Designing and Building an IRC Bot That Summarizes Software Developer Conversations

Rebecca C. Gazda (Professor Megan Squire), Department of Computing Sciences

Because of the overwhelming quantity of text data available today, it is increasingly important to
develop automated methods for summarizing or recapping this information. In this specific
project, what we want to summarize are the topics that software developers are discussing in
their conversations with each other. Modern software development often happens electronically,
in chat/meeting rooms held on a part of the Internet called IRC (Internet Relay Chat). IRC is a
synchronous conversation medium, meaning that the chat happens in real time. If a part of the
chat is missed, it is necessary to get caught up quickly on what happened during the absence.
This purpose of this project is to design and build an IRC chat bot (a bot that responds to users in
chat rooms) that can generate summaries of developer conversations, on request. Our approach
for this involves using a program to automatically collect all the developer conversations for a
given time frame and to write a chat bot that listens for a request from the user(s) in the chat
room, and then provides back an accurate summary of the conversations based on that request.
The challenge here is not collecting the conversation data or writing the bot, but in accurately
summarizing the conversations. Chatting on IRC is much more casual than the proper English
used in official forms of writing, making it harder to use simple off-the-shelf summarization
algorithms that are based on word frequency detection. To overcome this hurdle, we are
conducting research on alternative summarization algorithms, like the ones used for news articles
or blogs.
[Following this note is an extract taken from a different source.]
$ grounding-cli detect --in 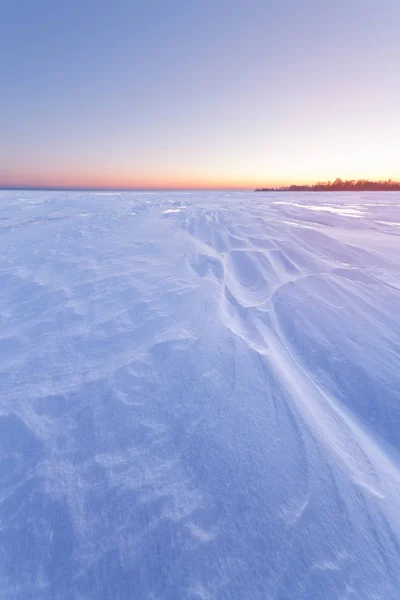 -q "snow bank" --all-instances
[0,192,400,600]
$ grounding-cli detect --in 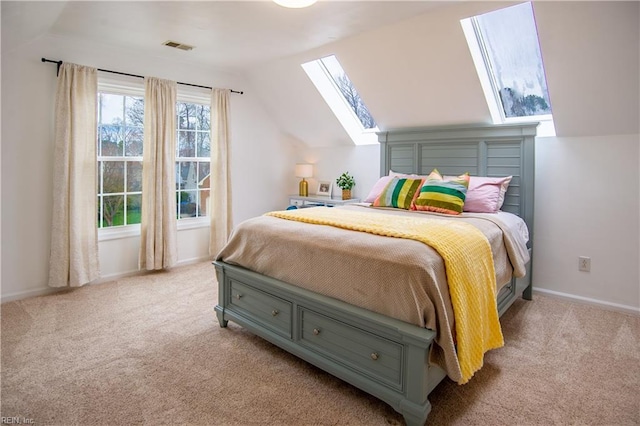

With this information, we can either change the techniques used so that they will work
with the more casual chat data, or we can change the format of the chat data as we collect it so it
can be used with current summarization techniques. With an accurate summarization bot, we can
more easily get a recap of what generally happened in certain chat rooms over the course of the
past hour or day. Ultimately, our goal is to generalize the bot to collect a wide variety of types
conversations on a number of electronic communication platforms.